= Bethel Ministerial Association =

Organization of Christian ministers

The Bethel Ministerial Association is an organization of Christian ministers. It was founded in 1934 by Reverend Albert Franklin Varnell as a way to allow Christian ministers of similar doctrine to come together. Membership in the association is open to ministers only. The Association is nontrinitarian. They believe that there is only one God, who manifests himself as the Father, Son, and Holy Spirit. The association accepts the Bible as the Word of God, and practices immersion baptism in the name of Jesus.

The churches with which the individual members are associated are all independent of the Association and self-governing.
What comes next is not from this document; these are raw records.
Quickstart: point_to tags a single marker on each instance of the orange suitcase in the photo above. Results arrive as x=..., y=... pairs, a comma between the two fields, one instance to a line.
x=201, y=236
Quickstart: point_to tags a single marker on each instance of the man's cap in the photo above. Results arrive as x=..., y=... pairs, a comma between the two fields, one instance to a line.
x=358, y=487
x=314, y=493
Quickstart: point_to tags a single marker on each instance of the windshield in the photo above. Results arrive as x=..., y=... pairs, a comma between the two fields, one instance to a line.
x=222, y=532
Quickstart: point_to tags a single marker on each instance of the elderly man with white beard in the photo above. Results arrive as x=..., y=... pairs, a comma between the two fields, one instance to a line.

The Association maintains a publishing arm in Evansville, Indiana, Bethel Publishing House, whose publications include the periodical Bethel Link, the Doctrinal Manual, "It Does Make a Difference What You Believe", the association's website bmaministries.com and other works.

The Association maintains a missionary program supporting over 50 missions worldwide. It also maintains a youth camp in southern Indiana called the Circle J Ranch, which ministers to over 300 young people for two weeks in the summer each year, and the Bethel Ministerial Academy.

The BMA is registered in Indiana although its member churches come from Indiana, Illinois, Kentucky, Georgia, Florida and other mostly Midwest churches. BMA is organized with a board of directors. The current chairman is Senior Pastor Donald E. Horath of Hillside Bethel Tabernacle in Decatur, Illinois.